The ruling spells an end to the so-called Promise Doctrine. This allowed a patent on a drug to be ruled invalid if a court decided the medication had not lived up to all the promises that a firm had made to be granted the patent in the first place.
U.S. companies, complaining that this meant it was far too easy for them to lose patents on drugs they had spent a fortune on developing, wanted the doctrine to be raised as part of the renegotiation of the North American Free Trade Agreement.
The nine judges on the top court unanimously backed an appeal by AstraZeneca Plc against generic drug maker Apotex, which wanted to invalidate a patent on a medication used to tackle excess gastric acid.
The judges said an otherwise useful drug could be deprived of patent protection because not every promised use had been "sufficiently demonstrated or soundly predicted" before it came onto the market.
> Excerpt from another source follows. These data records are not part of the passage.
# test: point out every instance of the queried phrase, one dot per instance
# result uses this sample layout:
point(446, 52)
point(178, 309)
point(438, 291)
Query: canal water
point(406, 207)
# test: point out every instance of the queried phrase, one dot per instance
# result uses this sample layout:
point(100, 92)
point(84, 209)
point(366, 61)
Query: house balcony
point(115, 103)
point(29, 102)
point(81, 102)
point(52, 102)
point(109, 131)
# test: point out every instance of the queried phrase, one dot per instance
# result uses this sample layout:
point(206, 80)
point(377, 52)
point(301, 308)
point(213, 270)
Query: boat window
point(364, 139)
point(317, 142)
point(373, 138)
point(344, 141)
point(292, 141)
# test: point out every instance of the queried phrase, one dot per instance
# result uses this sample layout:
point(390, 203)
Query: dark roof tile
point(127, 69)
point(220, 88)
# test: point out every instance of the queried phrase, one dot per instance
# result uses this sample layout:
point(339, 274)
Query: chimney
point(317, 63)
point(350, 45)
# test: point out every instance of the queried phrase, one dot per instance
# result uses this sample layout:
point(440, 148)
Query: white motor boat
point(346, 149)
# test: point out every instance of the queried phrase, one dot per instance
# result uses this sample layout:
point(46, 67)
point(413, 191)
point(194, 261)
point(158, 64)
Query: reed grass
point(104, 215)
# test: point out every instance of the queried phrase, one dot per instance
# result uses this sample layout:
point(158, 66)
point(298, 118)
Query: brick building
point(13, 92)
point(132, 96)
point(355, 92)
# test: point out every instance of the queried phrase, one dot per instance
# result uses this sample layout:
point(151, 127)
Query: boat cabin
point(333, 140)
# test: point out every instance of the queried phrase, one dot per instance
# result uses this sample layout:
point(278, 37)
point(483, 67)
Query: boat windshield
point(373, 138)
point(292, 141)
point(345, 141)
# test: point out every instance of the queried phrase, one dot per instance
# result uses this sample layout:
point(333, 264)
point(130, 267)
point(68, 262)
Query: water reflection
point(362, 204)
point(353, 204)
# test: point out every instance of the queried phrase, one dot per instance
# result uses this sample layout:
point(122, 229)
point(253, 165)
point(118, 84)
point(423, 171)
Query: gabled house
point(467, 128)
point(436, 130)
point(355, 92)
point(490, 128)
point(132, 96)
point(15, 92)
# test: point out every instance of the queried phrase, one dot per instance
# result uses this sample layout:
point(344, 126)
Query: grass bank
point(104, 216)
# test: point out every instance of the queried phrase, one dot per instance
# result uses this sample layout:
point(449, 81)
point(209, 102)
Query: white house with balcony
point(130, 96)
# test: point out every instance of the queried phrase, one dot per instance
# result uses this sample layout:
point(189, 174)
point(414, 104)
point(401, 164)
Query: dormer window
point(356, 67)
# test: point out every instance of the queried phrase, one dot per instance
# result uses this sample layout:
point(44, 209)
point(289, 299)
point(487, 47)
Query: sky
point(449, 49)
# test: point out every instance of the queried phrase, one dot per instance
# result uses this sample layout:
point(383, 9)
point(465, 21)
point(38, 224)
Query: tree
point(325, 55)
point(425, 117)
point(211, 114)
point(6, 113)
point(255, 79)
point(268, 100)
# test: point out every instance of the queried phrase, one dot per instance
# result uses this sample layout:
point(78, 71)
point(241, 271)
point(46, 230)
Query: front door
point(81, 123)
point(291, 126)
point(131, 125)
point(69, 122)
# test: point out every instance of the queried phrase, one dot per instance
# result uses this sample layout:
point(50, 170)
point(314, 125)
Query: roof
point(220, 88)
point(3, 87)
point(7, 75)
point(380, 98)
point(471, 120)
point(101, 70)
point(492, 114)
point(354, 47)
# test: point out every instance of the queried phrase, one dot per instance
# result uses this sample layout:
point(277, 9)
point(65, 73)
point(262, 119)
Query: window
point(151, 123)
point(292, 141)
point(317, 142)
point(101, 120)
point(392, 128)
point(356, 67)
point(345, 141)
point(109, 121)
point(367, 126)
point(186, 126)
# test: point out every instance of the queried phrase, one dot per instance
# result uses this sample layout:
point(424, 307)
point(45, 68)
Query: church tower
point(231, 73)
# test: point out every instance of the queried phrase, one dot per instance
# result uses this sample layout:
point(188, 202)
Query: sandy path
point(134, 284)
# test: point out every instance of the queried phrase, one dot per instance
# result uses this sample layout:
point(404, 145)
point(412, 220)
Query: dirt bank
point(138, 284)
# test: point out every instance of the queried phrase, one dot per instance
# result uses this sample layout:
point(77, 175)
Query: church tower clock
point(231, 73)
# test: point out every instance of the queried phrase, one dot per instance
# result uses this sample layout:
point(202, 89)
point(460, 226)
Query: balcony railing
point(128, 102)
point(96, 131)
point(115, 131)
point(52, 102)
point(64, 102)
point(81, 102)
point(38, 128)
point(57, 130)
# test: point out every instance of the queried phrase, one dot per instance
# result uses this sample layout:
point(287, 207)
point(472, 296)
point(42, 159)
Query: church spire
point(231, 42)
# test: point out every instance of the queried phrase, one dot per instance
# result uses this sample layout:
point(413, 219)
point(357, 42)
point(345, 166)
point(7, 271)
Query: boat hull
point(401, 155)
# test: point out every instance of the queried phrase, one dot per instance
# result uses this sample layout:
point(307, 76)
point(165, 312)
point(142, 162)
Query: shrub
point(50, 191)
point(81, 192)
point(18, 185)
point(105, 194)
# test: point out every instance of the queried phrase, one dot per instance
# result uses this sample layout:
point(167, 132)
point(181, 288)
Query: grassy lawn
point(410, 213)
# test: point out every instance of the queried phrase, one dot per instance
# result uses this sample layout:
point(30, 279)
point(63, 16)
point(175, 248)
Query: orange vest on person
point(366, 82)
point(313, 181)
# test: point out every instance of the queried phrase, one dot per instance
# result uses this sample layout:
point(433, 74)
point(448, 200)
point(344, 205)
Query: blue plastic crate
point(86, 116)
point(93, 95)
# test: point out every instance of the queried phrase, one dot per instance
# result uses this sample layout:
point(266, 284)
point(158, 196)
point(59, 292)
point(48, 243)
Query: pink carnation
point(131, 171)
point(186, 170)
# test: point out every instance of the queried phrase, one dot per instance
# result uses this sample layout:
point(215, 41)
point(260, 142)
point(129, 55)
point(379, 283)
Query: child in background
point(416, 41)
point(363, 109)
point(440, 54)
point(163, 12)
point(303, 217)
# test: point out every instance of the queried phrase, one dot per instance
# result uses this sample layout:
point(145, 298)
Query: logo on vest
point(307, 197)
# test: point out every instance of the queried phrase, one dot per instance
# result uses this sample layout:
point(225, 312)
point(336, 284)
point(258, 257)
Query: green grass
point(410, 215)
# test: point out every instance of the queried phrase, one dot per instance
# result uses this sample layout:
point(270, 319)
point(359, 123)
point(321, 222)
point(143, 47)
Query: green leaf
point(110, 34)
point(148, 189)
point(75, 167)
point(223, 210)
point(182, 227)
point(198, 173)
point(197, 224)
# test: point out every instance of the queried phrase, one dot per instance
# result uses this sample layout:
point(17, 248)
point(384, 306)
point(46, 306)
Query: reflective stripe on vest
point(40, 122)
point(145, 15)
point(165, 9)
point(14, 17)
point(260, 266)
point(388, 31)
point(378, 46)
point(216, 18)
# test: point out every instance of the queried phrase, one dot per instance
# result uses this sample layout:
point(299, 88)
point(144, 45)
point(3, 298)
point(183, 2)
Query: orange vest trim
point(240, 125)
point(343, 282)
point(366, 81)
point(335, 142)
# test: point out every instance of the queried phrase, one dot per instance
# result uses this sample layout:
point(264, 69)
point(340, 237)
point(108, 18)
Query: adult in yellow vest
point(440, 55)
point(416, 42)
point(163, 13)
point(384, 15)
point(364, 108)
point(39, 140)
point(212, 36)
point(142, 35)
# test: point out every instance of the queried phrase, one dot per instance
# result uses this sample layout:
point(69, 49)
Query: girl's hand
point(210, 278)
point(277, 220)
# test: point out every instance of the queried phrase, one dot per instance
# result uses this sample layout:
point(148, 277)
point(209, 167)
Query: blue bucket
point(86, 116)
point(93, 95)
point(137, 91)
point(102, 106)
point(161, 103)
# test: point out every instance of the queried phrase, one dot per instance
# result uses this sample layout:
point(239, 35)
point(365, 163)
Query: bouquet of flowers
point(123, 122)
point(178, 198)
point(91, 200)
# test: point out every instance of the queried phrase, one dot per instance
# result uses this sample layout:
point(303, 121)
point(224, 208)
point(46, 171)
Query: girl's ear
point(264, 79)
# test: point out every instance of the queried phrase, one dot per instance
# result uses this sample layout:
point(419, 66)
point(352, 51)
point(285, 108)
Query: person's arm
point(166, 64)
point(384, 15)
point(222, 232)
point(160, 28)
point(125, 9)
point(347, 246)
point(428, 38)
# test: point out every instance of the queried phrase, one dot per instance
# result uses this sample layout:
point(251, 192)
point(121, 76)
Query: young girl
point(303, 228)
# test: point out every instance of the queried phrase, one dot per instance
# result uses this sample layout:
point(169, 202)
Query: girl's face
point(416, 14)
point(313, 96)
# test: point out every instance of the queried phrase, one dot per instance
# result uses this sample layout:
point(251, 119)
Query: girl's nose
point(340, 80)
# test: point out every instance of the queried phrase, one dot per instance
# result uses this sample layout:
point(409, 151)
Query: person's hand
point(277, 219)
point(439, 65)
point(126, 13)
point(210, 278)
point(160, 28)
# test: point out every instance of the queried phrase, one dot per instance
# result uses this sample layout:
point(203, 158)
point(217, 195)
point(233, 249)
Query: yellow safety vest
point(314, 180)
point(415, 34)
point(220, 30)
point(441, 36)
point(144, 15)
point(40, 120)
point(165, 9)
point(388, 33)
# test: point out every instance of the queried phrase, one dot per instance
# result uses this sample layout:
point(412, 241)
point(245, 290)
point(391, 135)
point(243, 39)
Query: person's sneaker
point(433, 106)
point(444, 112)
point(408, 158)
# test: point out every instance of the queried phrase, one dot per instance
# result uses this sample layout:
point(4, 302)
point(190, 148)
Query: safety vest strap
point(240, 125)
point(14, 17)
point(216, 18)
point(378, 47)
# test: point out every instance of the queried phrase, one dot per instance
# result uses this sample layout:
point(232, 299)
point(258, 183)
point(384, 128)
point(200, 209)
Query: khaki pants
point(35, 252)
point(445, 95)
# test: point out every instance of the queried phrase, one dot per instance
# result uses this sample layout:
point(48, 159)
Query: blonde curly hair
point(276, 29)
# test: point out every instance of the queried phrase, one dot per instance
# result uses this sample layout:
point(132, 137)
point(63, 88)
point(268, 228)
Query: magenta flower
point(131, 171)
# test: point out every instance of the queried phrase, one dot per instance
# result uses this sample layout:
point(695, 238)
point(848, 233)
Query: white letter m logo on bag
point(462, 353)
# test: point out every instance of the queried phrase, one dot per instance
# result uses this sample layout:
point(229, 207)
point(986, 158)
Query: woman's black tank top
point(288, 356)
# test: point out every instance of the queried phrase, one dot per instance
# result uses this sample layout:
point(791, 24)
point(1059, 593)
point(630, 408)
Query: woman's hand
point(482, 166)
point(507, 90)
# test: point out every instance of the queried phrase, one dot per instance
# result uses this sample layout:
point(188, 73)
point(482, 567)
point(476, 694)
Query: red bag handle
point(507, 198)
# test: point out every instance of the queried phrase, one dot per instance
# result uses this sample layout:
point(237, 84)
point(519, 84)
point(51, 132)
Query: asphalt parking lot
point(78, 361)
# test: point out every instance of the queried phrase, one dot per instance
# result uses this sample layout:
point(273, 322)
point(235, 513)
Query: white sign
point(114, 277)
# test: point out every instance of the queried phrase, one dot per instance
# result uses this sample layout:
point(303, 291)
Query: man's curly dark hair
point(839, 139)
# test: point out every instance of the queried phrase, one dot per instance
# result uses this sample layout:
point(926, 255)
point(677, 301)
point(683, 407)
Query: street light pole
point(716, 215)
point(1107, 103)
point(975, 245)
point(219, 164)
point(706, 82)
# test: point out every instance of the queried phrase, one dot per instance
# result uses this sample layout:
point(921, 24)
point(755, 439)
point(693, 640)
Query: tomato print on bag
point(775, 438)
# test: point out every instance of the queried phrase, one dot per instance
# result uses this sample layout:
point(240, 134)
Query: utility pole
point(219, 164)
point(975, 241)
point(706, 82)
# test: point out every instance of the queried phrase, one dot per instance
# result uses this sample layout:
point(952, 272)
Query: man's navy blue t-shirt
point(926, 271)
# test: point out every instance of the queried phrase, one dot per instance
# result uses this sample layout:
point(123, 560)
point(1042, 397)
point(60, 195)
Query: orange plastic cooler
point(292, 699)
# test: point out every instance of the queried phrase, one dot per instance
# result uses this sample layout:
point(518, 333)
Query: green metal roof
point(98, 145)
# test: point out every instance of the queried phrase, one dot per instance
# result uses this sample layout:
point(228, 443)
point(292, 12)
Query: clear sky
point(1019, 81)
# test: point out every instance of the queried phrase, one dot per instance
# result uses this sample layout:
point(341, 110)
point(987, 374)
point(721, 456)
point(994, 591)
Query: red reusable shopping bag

"Such a consequence is antagonistic to the bargain on which patent law is based wherein we ask inventors to give fulsome disclosure in exchange for a limited monopoly," they wrote.
The doctrine, which came into force in 2005, has already been used to invalidate almost 30 medical patents.
The U.S. Chamber of Commerce welcomed the decision, saying the doctrine had "created harmful instability and uncertainty for medical innovators by making it difficult to obtain or defend a life science patent in Canada".
Talks on NAFTA could start as soon as August. In recent months Canada and the United States have clashed over dairy, lumber and commercial aircraft.
Eli Lilly and Co challenged the doctrine at a NAFTA arbitration panel but lost the case earlier this year.
Richard Gold, a law professor at McGill University in Montreal who specializes in intellectual property, said the ruling greatly strengthened the hand of patent holders.
"This takes an irritant off the table, which simplifies NAFTA negotiations," he said in a phone interview, saying the court had weakened Canada's hand at the talks by depriving it of a potential bargaining chip.
Neither AstraZeneca or Apotex were immediately available for comment.